While an overfit model may perform exceptionally well on the training data, its ability to predict new data (such as future market data) is poor. This can lead traders to overestimate the performance of their model during testing, only to make poor decisions when facing new market conditions.
Underfitting
Underfitting occurs when a model is too simple and fails to capture meaningful relationships within the training data. Practically speaking, it’s like trying to draw a straight line to explain a highly complex and non-linear dataset. In trading, a model suffering from underfitting may fail to grasp relevant patterns influencing market prices, leading to generic and inaccurate predictions.
Common causes of underfitting include:
- Models that are too simple (e.g., using linear regression for highly non-linear data).
- An insufficient number of variables or features selected for the model.
- Inadequate training time.
The result of underfitting is generally low accuracy in both the training data and the test data. In trading, this can lead to ineffective strategies that fail to identify profit opportunities.
A Real Threat
In trading, overfitting is a concrete danger because ML models are trained on historical data, which may contain unique and unrepeatable fluctuations. An overfit model may detect false correlations or random patterns in the past that won’t repeat in the future.

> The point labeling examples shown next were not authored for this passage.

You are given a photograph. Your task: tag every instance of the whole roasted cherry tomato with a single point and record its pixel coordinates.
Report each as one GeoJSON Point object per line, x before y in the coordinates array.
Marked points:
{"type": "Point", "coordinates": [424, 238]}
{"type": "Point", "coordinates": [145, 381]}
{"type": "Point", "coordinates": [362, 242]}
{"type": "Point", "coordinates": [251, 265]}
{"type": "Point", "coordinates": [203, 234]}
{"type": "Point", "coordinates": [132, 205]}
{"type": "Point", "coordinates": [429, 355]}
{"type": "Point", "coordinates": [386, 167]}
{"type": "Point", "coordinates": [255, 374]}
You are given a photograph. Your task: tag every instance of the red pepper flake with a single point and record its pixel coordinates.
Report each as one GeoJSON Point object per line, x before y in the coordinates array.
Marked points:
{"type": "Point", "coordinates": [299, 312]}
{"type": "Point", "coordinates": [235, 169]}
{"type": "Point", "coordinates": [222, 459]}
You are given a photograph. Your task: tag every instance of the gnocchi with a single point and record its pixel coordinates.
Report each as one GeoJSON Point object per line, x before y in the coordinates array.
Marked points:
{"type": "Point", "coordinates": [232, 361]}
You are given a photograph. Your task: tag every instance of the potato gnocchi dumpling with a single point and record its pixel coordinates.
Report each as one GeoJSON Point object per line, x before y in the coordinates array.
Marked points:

This issue becomes more relevant when using quantitative strategies, which rely on historical analyses to make future predictions.
Some reasons why overfitting is so common among traders include:
- Abundance of historical data: Financial markets provide vast amounts of data, but not all of it is truly relevant. Using too many parameters may lead to models that appear to work well on past data but fail to generalize on new data.
- Market noise: Financial markets are influenced by multiple external factors (news, investor sentiment, political changes), often random and unpredictable. Overly complex models may confuse these random events with real trends.
- Tendency for over-optimization: Traders often try to create models that maximize historical performance through techniques like hyperparameter optimization, which can lead to overfitting. By optimizing the model to fit past data too perfectly, it becomes ineffective in future market conditions.
How to Avoid Overfitting
For traders using ML models, avoiding overfitting is a priority. Here are some techniques that can help reduce this risk:
- Split data into training and test sets: It is essential to separate historical data into a training set and a test set, ensuring that the model is evaluated on unseen data during training.
- Cross-validation: Cross-validation, especially K-fold cross-validation, allows data to be divided into multiple subsets, training and testing the model on different parts of the data. This helps verify whether the model’s performance is consistent across various segments of the dataset.
- Model simplicity: It is better to use simpler models with fewer parameters, especially when limited historical data is available. Simpler models are less likely to capture noise.
- Regularization techniques: Methods like Lasso and Ridge regression add penalties to prevent the parameters from becoming too large, helping to reduce overfitting.
- Constant real-time performance monitoring: It is crucial to monitor the model’s performance on real data and update the model when necessary, avoiding reliance solely on historical data for future predictions.